We can see too why the triple integral you wrote evaluates to zero: The upper limit on the middle integral, is $2 \sin \theta$, and the symmetry of that function (together with the fact that $\theta$ appears nowhere else in the integral) ensures that the integral over $[\pi, 2\pi]$ has the same magnitude but the opposite sign as the desired integral over $[0, \pi]$.
Best Answer
Since the graph of $r = 2\sin \phi$ for $\phi \in [\pi,2\pi]$ overlaps with that for $\phi \in [0,\pi]$,
graph from spark notes
the upper limit for $\phi$ should be $\pi$ instead of $2 \pi$.

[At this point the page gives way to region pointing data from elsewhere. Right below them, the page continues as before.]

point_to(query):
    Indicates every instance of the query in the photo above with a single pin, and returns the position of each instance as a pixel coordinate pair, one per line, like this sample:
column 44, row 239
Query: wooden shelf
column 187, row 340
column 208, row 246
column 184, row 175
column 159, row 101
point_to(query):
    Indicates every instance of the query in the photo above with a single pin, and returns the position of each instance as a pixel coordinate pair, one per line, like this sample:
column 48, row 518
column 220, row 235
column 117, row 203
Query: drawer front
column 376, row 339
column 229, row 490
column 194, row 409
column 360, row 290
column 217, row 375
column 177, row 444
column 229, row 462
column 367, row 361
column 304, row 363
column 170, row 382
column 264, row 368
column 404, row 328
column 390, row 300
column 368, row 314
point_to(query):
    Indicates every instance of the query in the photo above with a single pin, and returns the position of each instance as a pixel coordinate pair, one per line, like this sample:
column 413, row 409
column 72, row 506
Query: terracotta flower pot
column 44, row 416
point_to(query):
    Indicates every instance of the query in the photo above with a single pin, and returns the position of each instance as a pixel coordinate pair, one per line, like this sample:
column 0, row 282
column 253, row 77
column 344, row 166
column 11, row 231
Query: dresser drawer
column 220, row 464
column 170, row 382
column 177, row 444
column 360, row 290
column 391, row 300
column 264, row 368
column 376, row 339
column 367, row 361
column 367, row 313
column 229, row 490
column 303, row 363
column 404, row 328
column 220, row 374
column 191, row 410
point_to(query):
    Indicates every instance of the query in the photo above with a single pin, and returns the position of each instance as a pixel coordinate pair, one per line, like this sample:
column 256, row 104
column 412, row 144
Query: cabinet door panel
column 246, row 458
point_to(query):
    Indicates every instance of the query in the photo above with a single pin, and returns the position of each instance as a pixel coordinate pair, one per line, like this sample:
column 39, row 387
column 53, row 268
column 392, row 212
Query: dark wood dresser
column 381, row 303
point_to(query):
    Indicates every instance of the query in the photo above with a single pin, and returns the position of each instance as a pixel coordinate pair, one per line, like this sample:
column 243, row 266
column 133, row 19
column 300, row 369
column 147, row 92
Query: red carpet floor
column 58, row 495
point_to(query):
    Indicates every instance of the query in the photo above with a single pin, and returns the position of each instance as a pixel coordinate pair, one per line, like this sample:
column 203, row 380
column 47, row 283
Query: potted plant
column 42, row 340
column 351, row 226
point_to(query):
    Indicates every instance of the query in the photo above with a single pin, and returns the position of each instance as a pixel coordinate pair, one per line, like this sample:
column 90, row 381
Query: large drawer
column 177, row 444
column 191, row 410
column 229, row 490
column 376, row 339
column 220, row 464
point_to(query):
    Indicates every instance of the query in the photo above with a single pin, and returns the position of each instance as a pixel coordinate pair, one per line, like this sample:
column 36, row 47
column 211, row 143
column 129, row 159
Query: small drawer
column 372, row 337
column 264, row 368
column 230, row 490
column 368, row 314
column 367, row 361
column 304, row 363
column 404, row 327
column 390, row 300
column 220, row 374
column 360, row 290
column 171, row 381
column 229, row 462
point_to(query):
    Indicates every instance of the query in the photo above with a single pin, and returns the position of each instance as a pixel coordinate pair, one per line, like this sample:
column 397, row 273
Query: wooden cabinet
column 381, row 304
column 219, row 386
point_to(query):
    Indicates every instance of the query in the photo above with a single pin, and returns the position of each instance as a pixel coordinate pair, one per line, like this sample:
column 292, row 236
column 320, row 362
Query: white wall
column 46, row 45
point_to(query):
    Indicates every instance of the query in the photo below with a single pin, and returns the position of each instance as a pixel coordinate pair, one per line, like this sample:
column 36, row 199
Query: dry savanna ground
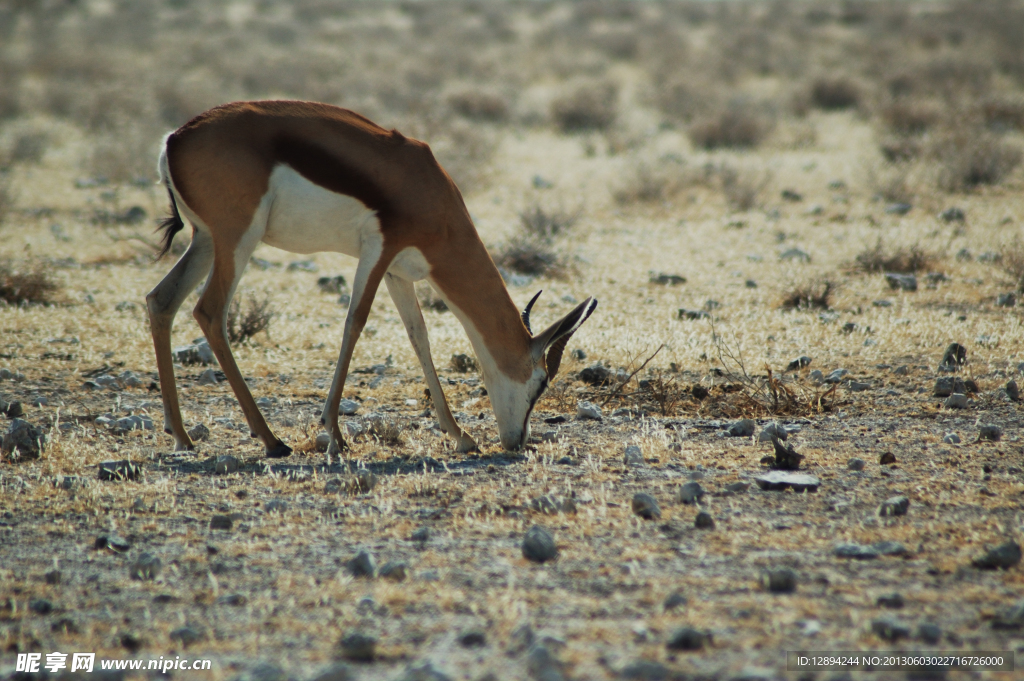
column 732, row 181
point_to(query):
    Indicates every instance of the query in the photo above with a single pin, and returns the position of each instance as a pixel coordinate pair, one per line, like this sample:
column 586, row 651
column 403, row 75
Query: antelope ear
column 554, row 338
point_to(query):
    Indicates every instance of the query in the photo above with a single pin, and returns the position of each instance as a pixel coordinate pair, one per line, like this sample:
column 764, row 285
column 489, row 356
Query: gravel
column 539, row 546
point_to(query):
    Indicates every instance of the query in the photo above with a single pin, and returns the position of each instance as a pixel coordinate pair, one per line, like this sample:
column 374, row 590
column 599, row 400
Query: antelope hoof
column 466, row 443
column 336, row 448
column 280, row 452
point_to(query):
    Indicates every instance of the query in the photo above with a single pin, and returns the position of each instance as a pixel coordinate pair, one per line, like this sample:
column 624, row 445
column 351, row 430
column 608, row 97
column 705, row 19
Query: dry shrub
column 909, row 116
column 547, row 224
column 970, row 158
column 742, row 188
column 528, row 255
column 588, row 105
column 835, row 93
column 644, row 184
column 739, row 125
column 26, row 287
column 244, row 325
column 902, row 260
column 479, row 105
column 814, row 295
column 1012, row 262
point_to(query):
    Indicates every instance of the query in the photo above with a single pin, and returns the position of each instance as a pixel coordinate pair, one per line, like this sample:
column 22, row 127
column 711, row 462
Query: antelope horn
column 529, row 306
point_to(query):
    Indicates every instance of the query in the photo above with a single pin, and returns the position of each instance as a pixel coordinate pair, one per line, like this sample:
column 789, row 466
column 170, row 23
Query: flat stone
column 145, row 567
column 855, row 551
column 119, row 470
column 539, row 545
column 1001, row 557
column 779, row 581
column 955, row 400
column 361, row 565
column 688, row 638
column 646, row 506
column 782, row 479
column 357, row 647
column 691, row 493
column 741, row 428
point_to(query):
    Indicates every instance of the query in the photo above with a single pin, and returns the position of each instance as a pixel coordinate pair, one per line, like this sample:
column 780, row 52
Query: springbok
column 307, row 177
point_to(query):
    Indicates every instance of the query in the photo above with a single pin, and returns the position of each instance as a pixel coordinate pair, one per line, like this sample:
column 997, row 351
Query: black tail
column 170, row 225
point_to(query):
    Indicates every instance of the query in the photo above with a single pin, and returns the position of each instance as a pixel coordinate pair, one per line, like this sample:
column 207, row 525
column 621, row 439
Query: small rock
column 633, row 456
column 690, row 493
column 423, row 672
column 225, row 464
column 929, row 633
column 955, row 400
column 741, row 428
column 890, row 630
column 952, row 214
column 199, row 433
column 473, row 639
column 357, row 647
column 779, row 581
column 275, row 506
column 674, row 600
column 836, row 376
column 1013, row 391
column 646, row 506
column 901, row 282
column 145, row 567
column 688, row 638
column 1006, row 300
column 989, row 432
column 394, row 570
column 799, row 364
column 953, row 357
column 597, row 376
column 539, row 546
column 221, row 521
column 361, row 565
column 777, row 480
column 1011, row 619
column 855, row 551
column 1001, row 557
column 23, row 440
column 208, row 378
column 795, row 254
column 187, row 636
column 119, row 470
column 692, row 314
column 890, row 549
column 667, row 280
column 463, row 364
column 894, row 506
column 586, row 410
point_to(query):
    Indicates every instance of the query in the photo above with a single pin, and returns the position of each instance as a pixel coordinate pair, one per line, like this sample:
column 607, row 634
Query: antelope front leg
column 403, row 295
column 368, row 279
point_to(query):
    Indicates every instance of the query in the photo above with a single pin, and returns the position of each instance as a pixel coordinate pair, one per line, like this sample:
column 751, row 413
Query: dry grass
column 810, row 296
column 902, row 260
column 255, row 318
column 20, row 286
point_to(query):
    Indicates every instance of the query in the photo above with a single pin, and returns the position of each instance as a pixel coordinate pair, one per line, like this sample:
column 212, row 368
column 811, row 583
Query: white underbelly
column 306, row 218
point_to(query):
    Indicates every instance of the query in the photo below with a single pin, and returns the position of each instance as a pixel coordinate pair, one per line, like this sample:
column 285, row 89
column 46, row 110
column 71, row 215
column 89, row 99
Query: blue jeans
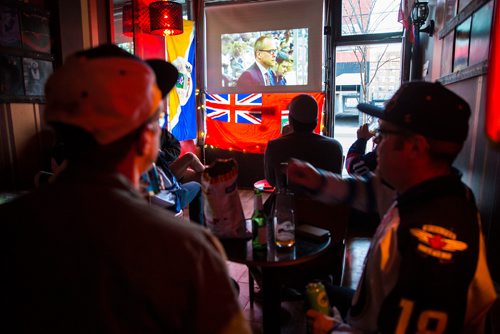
column 190, row 194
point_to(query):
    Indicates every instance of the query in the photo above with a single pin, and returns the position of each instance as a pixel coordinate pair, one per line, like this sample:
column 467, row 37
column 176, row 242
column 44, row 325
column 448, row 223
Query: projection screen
column 288, row 57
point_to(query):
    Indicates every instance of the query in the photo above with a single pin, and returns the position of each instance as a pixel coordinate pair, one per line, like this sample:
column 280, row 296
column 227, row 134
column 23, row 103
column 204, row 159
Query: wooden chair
column 333, row 218
column 330, row 265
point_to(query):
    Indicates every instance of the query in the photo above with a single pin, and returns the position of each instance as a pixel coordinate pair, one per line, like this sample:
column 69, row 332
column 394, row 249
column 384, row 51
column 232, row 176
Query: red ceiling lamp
column 128, row 20
column 165, row 18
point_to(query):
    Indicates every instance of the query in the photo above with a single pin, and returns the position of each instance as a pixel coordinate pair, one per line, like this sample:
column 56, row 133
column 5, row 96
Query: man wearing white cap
column 302, row 143
column 87, row 253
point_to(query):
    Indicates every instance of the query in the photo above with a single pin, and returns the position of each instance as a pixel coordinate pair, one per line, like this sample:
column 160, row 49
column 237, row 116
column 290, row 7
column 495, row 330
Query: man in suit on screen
column 260, row 73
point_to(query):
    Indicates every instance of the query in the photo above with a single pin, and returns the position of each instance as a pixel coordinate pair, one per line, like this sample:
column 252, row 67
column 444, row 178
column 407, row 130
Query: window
column 369, row 16
column 367, row 41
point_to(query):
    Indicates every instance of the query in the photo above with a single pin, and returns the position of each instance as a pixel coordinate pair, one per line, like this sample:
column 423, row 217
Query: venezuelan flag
column 182, row 102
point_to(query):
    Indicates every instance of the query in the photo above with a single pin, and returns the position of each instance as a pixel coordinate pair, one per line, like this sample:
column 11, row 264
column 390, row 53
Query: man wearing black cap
column 426, row 269
column 87, row 253
column 302, row 143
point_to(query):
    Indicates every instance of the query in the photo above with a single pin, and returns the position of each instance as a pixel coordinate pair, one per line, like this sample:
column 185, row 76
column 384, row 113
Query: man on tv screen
column 261, row 72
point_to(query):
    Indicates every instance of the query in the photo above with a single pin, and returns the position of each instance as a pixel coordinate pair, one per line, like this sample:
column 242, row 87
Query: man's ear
column 144, row 142
column 419, row 144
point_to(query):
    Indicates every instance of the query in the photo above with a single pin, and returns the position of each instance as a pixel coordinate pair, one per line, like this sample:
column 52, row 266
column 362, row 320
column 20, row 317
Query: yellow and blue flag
column 182, row 101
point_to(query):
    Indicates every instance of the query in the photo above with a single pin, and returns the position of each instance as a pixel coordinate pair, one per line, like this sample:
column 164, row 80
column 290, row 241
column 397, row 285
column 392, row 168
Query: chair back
column 330, row 264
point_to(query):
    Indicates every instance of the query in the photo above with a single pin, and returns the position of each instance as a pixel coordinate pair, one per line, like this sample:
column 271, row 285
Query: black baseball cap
column 426, row 108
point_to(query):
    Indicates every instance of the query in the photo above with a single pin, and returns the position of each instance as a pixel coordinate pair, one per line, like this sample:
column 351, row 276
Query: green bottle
column 259, row 223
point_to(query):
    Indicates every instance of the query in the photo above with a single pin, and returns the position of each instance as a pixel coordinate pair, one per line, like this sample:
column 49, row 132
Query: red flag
column 492, row 123
column 246, row 122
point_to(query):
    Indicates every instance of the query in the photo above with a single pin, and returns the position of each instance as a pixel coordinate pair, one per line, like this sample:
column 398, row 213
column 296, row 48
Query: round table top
column 304, row 250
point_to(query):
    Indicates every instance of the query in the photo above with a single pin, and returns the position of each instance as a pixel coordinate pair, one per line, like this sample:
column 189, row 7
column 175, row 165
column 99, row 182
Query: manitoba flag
column 246, row 122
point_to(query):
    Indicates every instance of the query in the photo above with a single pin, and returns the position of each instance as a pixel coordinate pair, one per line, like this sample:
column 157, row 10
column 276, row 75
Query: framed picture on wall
column 36, row 72
column 11, row 76
column 35, row 31
column 26, row 61
column 9, row 27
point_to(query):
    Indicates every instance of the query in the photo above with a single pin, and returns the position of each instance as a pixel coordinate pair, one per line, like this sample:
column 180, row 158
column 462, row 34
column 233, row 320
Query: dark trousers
column 339, row 297
column 191, row 195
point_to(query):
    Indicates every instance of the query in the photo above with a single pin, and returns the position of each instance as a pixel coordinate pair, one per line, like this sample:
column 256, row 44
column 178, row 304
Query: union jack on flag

\begin{align} V &= \int_{0}^{\pi}\int_{0}^{2\sin\phi}\int_{0}^{2r^2}\,dz\,rdr\,d\phi \\ &= \int_{0}^{\pi}\int_{0}^{2\sin\phi}2r^3 dr\,d\phi \\ &= \int_{0}^{\pi} \frac{(2 \sin \phi)^4}{2} \,d\phi \\ &= 8\int_{0}^{\pi} \sin^4 \phi \,d\phi \\ &= 16 \int_{0}^{\pi/2} \sin^4 \phi \,d\phi \quad (\text{symmetry of sine}: \sin\left(\frac\pi2+\phi\right) = \sin\left(\frac\pi2-\phi\right)) \\ &= 16 \cdot \frac{3 \cdot 1}{4 \cdot 2} \cdot \frac{\pi}{2} \quad \text{(Wallis' formula)} \\ &= 3\pi \end{align}